As is his occasional style, Mike Volkov began this post on his Corruption Crime & Compliance blog with a rant:
“Akin to politics (to a smaller degree), there is a fair amount of disinformation, some call it bloviating, put out by the FCPA Paparazzi. Some of this disinformation is motivated by immature attempts to “market” legal services; other sources of disinformation carry a readily apparent bias, one way or the other, and usually are supported by self-citations to one’s own “scholarship” to prove their points.”
When ranting, one can at least be a bit more specific and perhaps provide supporting links so that readers can decide for themselves the veracity of the assertions.
In any event, it was a bit ironic that a few days after the above rant a post was published on Corruption Crime & Compliance titled “Doing Business in China Should be “Scary.”
As most FCPA-fear based marketing pieces do, the post begins with a current events hook (the recent Novartis enforcement action), contains the phrase a “perfect storm” and asserts that “companies should absolutely be scared of doing business in China.” And then of course, as most fear-based marketing pieces do, the post ended with a simplistic solution in this case with five generic steps (such as “train,” “communicate” and “be proactive”) to “make doing business in China a little less scary.”
Does business in China entail FCPA risk? Absolutely.
Have several FCPA enforcement actions (or instances of disclosed FCPA scrutiny) concerned alleged improper conduct in China? Yes, but FCPA enforcement actions and scrutiny tend to be directly related to the extent of business in any particular country and to state the obvious there are more business organizations subject to the FCPA doing business in China than in Ethiopia, Honduras, or Madagascar (to name just a few countries).
However, the notion that doing business in China is “scary” and that “companies should absolutely be scared of doing business in China” is ridiculous.
Tens of thousands, indeed likely hundreds of thousands, of companies subject to the FCPA do business in China and China is the most attractive market in the world for foreign direct investment (FDI). Indeed, according to World Bank figures foreign direct investment in China has generally increased during the FCPA’s new era of enforcement.
Against this backdrop, the fact that there tends to be 3-5 FCPA enforcement actions per year concerning alleged conduct in China (often enforcement actions that originated with voluntary disclosures and often enforcement actions based on dubious and untested legal theories) is unremarkable.
As Volkov himself previously observed:
“The FCPA Paparazzi has done a great disservice to the business community.
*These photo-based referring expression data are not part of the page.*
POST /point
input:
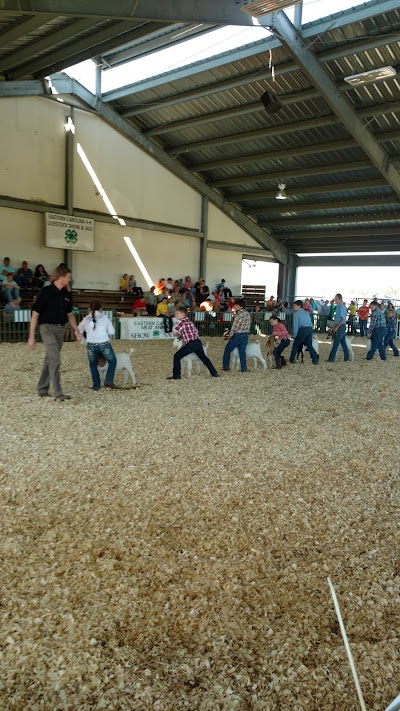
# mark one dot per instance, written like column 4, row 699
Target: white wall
column 32, row 144
column 22, row 237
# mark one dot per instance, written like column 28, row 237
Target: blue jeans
column 279, row 349
column 339, row 340
column 104, row 349
column 390, row 342
column 363, row 327
column 11, row 293
column 377, row 342
column 239, row 341
column 304, row 335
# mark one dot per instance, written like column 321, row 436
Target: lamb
column 253, row 350
column 348, row 344
column 188, row 361
column 123, row 363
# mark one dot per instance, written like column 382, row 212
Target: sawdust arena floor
column 168, row 547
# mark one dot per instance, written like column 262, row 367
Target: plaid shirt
column 241, row 322
column 187, row 330
column 378, row 320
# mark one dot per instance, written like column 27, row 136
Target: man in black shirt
column 52, row 309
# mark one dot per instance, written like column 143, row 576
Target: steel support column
column 69, row 176
column 204, row 238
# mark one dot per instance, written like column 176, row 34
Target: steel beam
column 359, row 261
column 284, row 174
column 314, row 190
column 76, row 50
column 320, row 78
column 291, row 153
column 244, row 249
column 262, row 237
column 223, row 12
column 332, row 220
column 294, row 208
column 309, row 32
column 204, row 239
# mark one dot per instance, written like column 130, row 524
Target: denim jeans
column 239, row 341
column 104, row 349
column 304, row 335
column 377, row 342
column 339, row 340
column 196, row 347
column 279, row 350
column 363, row 327
column 390, row 342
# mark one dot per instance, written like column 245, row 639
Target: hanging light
column 281, row 195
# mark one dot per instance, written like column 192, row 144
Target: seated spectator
column 150, row 301
column 139, row 307
column 124, row 284
column 162, row 312
column 25, row 276
column 10, row 288
column 160, row 286
column 40, row 276
column 10, row 308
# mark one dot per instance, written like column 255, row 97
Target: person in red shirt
column 186, row 330
column 139, row 307
column 279, row 330
column 363, row 313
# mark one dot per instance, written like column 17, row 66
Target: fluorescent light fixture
column 259, row 8
column 281, row 195
column 69, row 125
column 90, row 170
column 138, row 261
column 372, row 76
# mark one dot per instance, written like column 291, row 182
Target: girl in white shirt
column 98, row 329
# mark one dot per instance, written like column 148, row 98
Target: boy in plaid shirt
column 186, row 330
Call it a complete lack of credibility. Legal marketing has become confused in this day and age – marketing has now been turned into the ‘Fear Factor,’ meaning that lawyers need to scare potential clients into hiring them. That is flat-out wrong. Each week, new client alerts, client warnings and other cries of impending disaster are transmitted through the Internet to businesses.”
Against the backdrop of ever-present “fear-based” FCPA marketing are the refreshing words of Pamela Marple:
“Over the past five years, the [FCPA] has solidified itself as an industry brimming with expert forums, company departments and substantial news coverage. Is this statute really the bear in the woods some say it is? […] The existence of the FCPA industry (and professionals who are available to conduct internal investigations at a high price) does not mean that this reaction is what is always required. What is required first and foremost is reasonable judgment exercised by directors and professionals who seek both compliance and solutions—without assuming a bear is present at every turn.”
*****
Speaking of bloviating, in this other recent post Volkov writes: “The doctrine of the “rogue” employee has been an artificial concept promoted by white-collar defense lawyers to minimize corporate client responsibilities.”
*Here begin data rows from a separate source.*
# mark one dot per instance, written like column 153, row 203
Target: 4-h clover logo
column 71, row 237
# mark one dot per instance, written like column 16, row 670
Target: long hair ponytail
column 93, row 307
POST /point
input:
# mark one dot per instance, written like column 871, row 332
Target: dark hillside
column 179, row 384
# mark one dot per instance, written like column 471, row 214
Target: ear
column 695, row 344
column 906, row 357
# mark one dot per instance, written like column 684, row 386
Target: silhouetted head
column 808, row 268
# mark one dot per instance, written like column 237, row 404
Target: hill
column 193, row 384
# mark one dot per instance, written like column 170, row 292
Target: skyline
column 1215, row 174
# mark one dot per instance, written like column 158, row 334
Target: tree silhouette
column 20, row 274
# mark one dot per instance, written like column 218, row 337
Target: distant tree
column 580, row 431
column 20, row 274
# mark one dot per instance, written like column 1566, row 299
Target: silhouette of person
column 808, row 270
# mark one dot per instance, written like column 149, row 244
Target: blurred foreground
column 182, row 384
Last I checked, the Department of Justice is most certainly not comprised of white-collar defense lawyers. Yet even the DOJ recognizes the existence of rogue employees.
As stated in the DOJ’s Principles of Federal Prosecution of Business Organizations: “[I]t may not be appropriate to impose liability upon a corporation, particularly one with a robust compliance program in place, under a strict respondeat superior theory for the single isolated act of a rogue employee.”
As stated by then DOJ Assistant Attorney General Lanny Breuer: “There will always be rogue employees who decide to take matters into their own hands. They are a fact of life.” (See here).
Similar to the DOJ, the SEC is most certainly not comprised of white-collar defense lawyers. Yet even the SEC recognizes the existence of rogue employees. For instance, in announcing FCPA charges against Garth Peterson (a former Morgan Stanley executive), Kara Brockmeyer (Chief of the SEC Enforcement Division’s FCPA Unit) stated: “As a rogue employee who took advantage of his firm and its investment advisory clients, Peterson orchestrated a scheme to illegally win business while lining his own pockets and those of an influential Chinese official.”